Skip to main content

5.3 Cable & Harness Assembly (IPC/WHMA-A-620)

Cable assemblies are the nervous system of the product. They are often built by hand, making them the most variable and failure-prone component in the BOM. IPC/WHMA-A-620 is the standard that separates a reliable connection from an intermittent field failure. If a crimp is bad, the resistance increases, heat generates, and the connector melts.

Crimping Criteria (The Gas-Tight Seal)

A crimp is not a fold; it is a cold-weld. The goal is to compress the copper strands into a solid mass, eliminating oxygen to prevent corrosion.

Critical Visual Attributes:

  • Bellmouth: The flared trumpet shape at the entry of the crimp.
    • Requirement: Must be visible at the wire-entry end. It prevents the sharp metal edge from slicing the wire strands during vibration.
  • Conductor Brush: The wire strands extending past the crimp barrel.
    • Target: Visible strands (flush to 1x wire diameter).
    • Defect: No strands visible (risk of "short crimp" or empty barrel).
  • Insulation Crimp: The strain relief grip.
    • Target: Fully supports the insulation without piercing it.
    • Defect: Insulation crimped into the conductor barrel (conductivity risk).

Pro-Tip: Crimp height is a proxy for compression. A "Go/No-Go" gauge is useless if the tool wears out. Measure Crimp Height with a micrometer at the start of every shift.

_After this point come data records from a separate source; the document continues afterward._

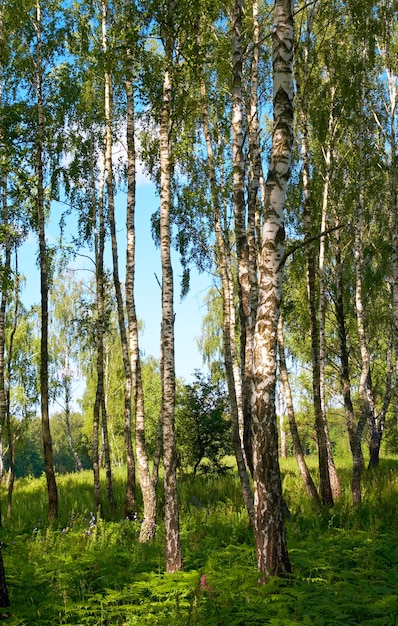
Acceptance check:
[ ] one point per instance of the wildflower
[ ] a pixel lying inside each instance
(204, 586)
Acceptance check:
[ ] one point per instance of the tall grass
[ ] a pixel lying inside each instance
(88, 571)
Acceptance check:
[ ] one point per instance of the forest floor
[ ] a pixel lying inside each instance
(88, 571)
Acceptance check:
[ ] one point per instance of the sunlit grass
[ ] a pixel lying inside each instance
(87, 571)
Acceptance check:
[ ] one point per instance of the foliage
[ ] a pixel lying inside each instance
(92, 572)
(202, 424)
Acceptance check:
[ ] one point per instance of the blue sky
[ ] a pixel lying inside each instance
(188, 313)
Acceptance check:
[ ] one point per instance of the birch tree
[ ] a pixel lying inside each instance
(271, 549)
(171, 513)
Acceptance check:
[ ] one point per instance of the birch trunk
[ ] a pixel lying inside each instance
(228, 325)
(99, 235)
(271, 549)
(10, 434)
(147, 486)
(324, 451)
(334, 479)
(171, 513)
(242, 247)
(44, 391)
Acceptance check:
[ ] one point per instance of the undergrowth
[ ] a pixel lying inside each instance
(84, 570)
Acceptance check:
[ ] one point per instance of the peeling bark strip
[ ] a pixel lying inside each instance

IDC (Insulation Displacement Connection)

Used for ribbon cables. The blades slice through insulation to contact the core.

Alignment Rules:

  • IF the connector is misaligned (cocked) -> THEN Reject. Uneven pressure leads to open circuits.
  • IF the wire is cut or strands are broken -> THEN Reject.

Strain Relief & Routing

A harness is a dynamic structure. It moves, vibrates, and expands.

Mechanical Logic:

  • Cable Ties: Must secure the bundle without crushing the insulation.
    • Rule: If the tie leaves a deep impression, it is too tight.
    • Safety: Tails must be cut flush. A protruding sharp tail is a "blood draw" hazard for the installer.
  • Bend Radius:
    • Static: Min 5x cable diameter.
    • Dynamic (Flexing): Min 10x cable diameter. Violating this guarantees internal conductor fatigue and breakage.

Final Checklist

Control Point

Critical Requirement

Non-Negotiable Rule

Pull Force

Per UL 486A / Wire Gauge.

Destructive test at setup (3-5 pcs).

Crimp Height

Within Mfr Spec (±0.05mm).

Wrong height = Wrong compression.

Continuity

100% Electrical Test.

No "sample testing" for open/short.

Pinout

100% Map Verification.

Wrong pinout = Blown PCB.

Labeling

Legible & Permanent.

Missing label = Unidentifiable part.